Staple magazine first piqued our interested when we were researching for different, exciting publications coming out of Asia. Providing a thoughtful, nuanced examination of social and cultural experiences, the Singapore-based title has a global outlook. This second issue subverts mainstream interpretations of desire, by looking at the way we find pleasure in objects around us. From printed matters to trendy clothing, obscure knick-knack collections to ASMR, it takes an in-depth probe into the things that give us enjoyment, arousal and identity.
Each feature is framed with its own colour scheme, and bursts of inventive typography will keep you on your toes as you navigate through the beautifully put-together publication. Editor-in-chief Clara Lee gives us her definitive guide to the issue below.
(If you’re in London, hear Staple’s co-founder and communications director Yi Ping Tan speak in a panel of independent publishers discussing beauty and desire, at our next event on Tuesday, 22 May.)

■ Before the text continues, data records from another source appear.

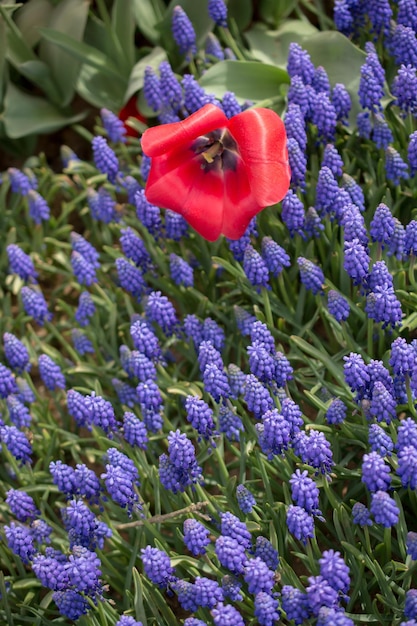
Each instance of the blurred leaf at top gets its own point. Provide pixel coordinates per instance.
(248, 80)
(69, 17)
(340, 58)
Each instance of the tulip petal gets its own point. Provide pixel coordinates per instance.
(240, 204)
(161, 139)
(177, 181)
(262, 141)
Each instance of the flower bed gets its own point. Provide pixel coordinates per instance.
(204, 428)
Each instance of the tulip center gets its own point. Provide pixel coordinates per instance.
(217, 150)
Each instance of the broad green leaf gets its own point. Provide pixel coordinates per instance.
(25, 115)
(148, 13)
(32, 16)
(273, 11)
(26, 62)
(248, 80)
(39, 74)
(85, 53)
(17, 49)
(99, 89)
(123, 23)
(2, 58)
(240, 11)
(271, 46)
(68, 18)
(153, 59)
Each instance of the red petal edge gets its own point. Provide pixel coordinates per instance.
(176, 181)
(161, 139)
(262, 141)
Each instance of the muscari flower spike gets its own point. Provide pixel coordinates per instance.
(204, 168)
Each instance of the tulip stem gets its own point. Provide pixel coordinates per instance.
(267, 103)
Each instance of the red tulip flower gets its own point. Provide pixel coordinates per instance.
(218, 173)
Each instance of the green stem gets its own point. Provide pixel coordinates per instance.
(410, 396)
(369, 338)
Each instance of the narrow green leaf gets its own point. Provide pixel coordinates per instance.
(123, 23)
(2, 58)
(248, 80)
(321, 356)
(24, 115)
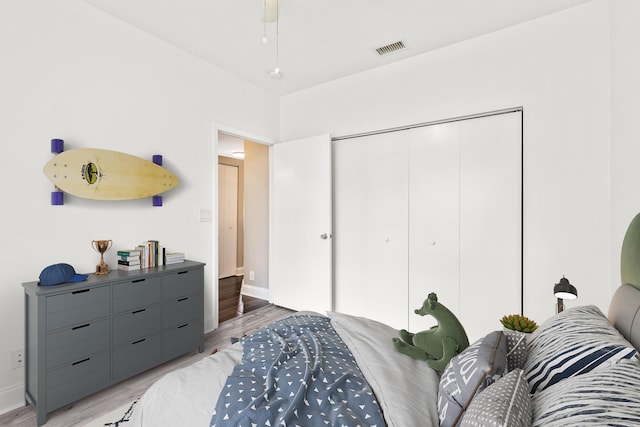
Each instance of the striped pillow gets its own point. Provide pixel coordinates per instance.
(572, 343)
(592, 399)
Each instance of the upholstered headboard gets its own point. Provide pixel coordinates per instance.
(624, 310)
(624, 313)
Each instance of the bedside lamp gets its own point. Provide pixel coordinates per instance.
(564, 290)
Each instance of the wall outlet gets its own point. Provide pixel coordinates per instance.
(17, 359)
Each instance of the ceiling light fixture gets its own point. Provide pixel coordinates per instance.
(276, 74)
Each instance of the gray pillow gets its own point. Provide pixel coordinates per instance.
(573, 342)
(608, 396)
(468, 373)
(504, 403)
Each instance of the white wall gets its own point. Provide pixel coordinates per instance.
(70, 71)
(625, 134)
(557, 68)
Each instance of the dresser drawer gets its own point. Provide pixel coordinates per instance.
(77, 307)
(78, 379)
(136, 294)
(135, 324)
(182, 310)
(182, 283)
(182, 338)
(136, 357)
(77, 342)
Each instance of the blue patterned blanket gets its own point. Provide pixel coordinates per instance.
(296, 372)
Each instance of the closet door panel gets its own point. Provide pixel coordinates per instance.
(371, 230)
(434, 220)
(490, 221)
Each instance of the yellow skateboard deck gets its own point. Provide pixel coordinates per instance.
(99, 174)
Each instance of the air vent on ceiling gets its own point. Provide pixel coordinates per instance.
(390, 48)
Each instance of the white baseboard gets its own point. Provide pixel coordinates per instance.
(255, 291)
(11, 398)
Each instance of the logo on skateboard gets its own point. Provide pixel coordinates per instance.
(90, 173)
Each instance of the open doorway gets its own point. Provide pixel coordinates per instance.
(243, 225)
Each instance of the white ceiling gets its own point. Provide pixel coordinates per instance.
(229, 144)
(319, 40)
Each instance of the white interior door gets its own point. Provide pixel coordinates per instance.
(301, 270)
(227, 220)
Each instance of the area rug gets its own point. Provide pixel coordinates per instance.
(117, 418)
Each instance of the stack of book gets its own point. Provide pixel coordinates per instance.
(129, 259)
(152, 253)
(173, 257)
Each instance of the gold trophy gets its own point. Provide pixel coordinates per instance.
(101, 246)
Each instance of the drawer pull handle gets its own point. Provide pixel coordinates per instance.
(80, 361)
(80, 327)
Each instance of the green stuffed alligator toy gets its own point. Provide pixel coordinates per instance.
(438, 345)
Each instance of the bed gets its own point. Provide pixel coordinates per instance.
(580, 367)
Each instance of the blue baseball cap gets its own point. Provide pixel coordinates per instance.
(60, 273)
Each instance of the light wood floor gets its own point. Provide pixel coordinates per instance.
(83, 411)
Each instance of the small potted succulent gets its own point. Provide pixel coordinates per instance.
(516, 322)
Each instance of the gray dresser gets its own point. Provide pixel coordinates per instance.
(83, 337)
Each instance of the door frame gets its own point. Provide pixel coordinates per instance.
(217, 127)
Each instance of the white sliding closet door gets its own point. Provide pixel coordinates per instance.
(490, 221)
(431, 209)
(465, 220)
(370, 198)
(434, 215)
(301, 250)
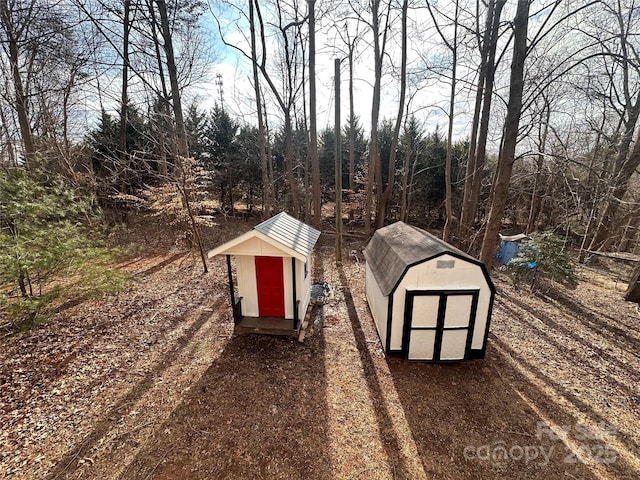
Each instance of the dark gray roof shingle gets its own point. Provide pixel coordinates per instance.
(395, 247)
(290, 232)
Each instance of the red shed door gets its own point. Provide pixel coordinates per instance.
(270, 282)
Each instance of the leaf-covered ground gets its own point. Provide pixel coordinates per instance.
(152, 384)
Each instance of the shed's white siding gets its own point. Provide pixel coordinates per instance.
(303, 289)
(378, 304)
(424, 276)
(248, 289)
(254, 247)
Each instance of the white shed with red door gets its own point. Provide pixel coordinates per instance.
(272, 287)
(429, 300)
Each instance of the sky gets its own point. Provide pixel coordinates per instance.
(429, 102)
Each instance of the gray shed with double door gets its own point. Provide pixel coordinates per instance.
(429, 300)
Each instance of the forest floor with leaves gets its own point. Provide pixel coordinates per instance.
(152, 383)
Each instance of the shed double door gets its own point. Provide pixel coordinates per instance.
(439, 324)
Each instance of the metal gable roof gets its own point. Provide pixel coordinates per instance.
(396, 247)
(290, 232)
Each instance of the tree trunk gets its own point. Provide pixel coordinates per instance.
(313, 134)
(535, 197)
(180, 132)
(633, 290)
(618, 191)
(470, 203)
(447, 169)
(465, 222)
(374, 146)
(386, 195)
(122, 151)
(510, 135)
(22, 104)
(181, 136)
(338, 164)
(266, 184)
(404, 199)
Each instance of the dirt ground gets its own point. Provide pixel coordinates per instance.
(152, 384)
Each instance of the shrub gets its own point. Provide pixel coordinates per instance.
(51, 245)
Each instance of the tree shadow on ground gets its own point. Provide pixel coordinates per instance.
(65, 467)
(259, 411)
(469, 423)
(388, 434)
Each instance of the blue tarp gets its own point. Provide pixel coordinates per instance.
(507, 251)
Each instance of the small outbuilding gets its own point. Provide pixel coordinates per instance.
(272, 263)
(429, 300)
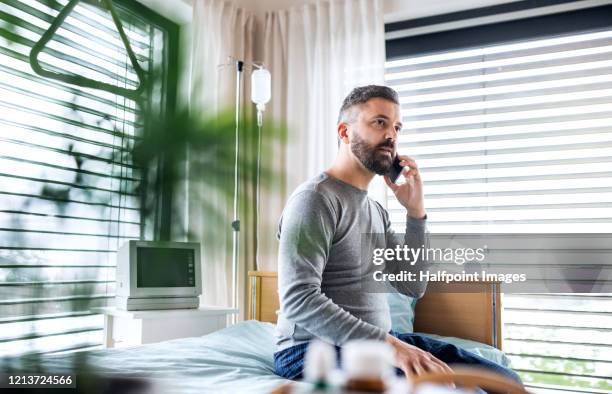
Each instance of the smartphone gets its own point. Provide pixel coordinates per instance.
(396, 170)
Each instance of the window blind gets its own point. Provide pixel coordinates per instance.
(516, 137)
(66, 200)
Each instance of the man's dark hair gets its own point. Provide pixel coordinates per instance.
(361, 94)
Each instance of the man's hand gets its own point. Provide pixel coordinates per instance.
(410, 193)
(414, 361)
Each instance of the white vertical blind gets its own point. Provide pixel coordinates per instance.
(517, 138)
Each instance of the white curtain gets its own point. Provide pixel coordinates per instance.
(316, 53)
(220, 29)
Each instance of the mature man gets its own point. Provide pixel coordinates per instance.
(320, 233)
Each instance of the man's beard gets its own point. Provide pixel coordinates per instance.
(370, 156)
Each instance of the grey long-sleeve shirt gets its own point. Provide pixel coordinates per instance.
(320, 272)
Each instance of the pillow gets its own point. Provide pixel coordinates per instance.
(402, 312)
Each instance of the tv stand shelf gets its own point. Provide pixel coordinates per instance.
(130, 328)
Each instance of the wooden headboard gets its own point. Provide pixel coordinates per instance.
(474, 313)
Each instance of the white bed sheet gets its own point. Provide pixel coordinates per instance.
(238, 359)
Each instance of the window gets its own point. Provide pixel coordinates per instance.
(511, 124)
(66, 196)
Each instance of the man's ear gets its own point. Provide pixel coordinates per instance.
(343, 132)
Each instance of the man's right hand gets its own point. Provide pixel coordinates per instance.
(414, 361)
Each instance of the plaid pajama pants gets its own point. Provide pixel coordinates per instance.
(289, 363)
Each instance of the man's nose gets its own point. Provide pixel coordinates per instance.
(391, 134)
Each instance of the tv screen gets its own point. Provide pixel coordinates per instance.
(165, 267)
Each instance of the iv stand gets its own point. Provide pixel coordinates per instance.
(236, 221)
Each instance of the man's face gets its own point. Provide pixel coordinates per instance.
(373, 134)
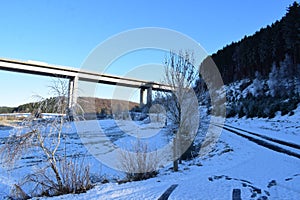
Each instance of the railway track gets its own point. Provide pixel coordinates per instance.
(277, 145)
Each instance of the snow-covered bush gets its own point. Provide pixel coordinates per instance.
(42, 138)
(138, 162)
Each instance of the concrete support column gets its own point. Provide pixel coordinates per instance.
(142, 90)
(149, 96)
(72, 94)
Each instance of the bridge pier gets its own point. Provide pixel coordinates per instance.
(72, 95)
(149, 88)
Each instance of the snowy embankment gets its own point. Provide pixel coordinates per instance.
(234, 163)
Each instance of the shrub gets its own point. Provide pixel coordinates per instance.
(139, 164)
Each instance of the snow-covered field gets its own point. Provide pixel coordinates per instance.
(234, 163)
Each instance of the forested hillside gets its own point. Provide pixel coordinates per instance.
(259, 52)
(262, 71)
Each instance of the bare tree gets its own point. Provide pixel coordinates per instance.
(180, 75)
(44, 135)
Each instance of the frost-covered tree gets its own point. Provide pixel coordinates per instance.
(180, 75)
(43, 137)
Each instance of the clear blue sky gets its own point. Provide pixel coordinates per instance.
(64, 32)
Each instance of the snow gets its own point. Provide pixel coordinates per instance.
(234, 163)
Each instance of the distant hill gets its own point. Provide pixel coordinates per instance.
(88, 104)
(262, 71)
(268, 47)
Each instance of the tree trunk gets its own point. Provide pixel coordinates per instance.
(175, 165)
(57, 176)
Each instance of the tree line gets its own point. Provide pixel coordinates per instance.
(259, 52)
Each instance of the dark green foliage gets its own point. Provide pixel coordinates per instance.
(258, 52)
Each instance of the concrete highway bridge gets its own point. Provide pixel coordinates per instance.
(74, 75)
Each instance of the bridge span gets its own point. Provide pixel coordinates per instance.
(74, 75)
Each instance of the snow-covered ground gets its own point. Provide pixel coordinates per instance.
(235, 163)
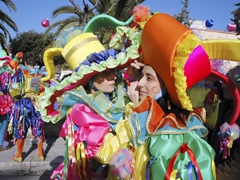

1. The Social Life of the Object
Seeking to reclaim a bodily intervention with the world, this issue’s theme Objects of Delight stems from a desire to touch, feel and play with the objects around us. After all, one of the many appeals of the print magazine (in an age where the Internet reigns supreme) is its tactility. In the process of its making (and its commodification) it is passed from one pair of hands to another — paper manufacturer, printer, binder, distributor, stockist, buyer. Outlining a network of transfer, characterised by a body-to-body transmission, objects can be both product and trace of labour. The production of a social space is explored within the magazine by Zaahidur Rahman in an essay titled Wavey Garms (above), with accompanying images by Ezekiel Santos.
2. The Body as Object
Objects are not restricted to the inanimate. Centred on the body and its duality as both subject and object (interface and surface), Soft Happiness by Lara Konrad touches on the 24/7 performativity of functioning like “the right girl, the right woman”. Similarly, in a series titled, Object of Desire, photographer Nicole Ngai addresses the portrayal of female bodies within visual practices as objects to be gazed upon. Confronting the relationship between subjectivity and objecthood, the two explore the redistribution of assigned roles — the subject who views and the object that is given up to be viewed.
3. The Mythical Object
Objects have a capacity of embodying meaning; we attach personal, cultural or historical significance to them. However, these acquired meanings can change and evolve over time. In a photography series called The Secret Lives of Fruits and Vegetables (above), Maciek Jasik reintroduces the mystical qualities once associated with fruits and vegetables. Did you know that watermelons were used in ancient Egyptian death rituals?
4. The Everyday Object
The objects that populate our environment contribute greatly to how we inhabit spaces and acquaint ourselves with the world we live in. The material form and function of the object outlines a possibility of experience; it presents a ‘situation’. In a piece titled, Defamiliarising the Architectural Object, with accompanying images by Toni Cuhadi, Rocky Howe explores the potential of reading everyday architectural objects in relation to the structures of power embedded within an urban environment. We also interviewed Alvin Ho and Clara Koh of Atelier HOKO on their publishing project, Science of the Secondary (below), which centres its examination on mundane objects.
5. The Anthropomorphic Object
We also survey the ‘human-like’ object. In our conversation with Italian photographer, Cesare Fabbri (above), we discuss the anthropomorphic quality of the photographed object in his debut photo book, The Flying Carpet. Focusing on the poetic link between textile, text, taxonomy as well as the tactility of the book, Fabbri shares an explanation of the visual tropes used in the series.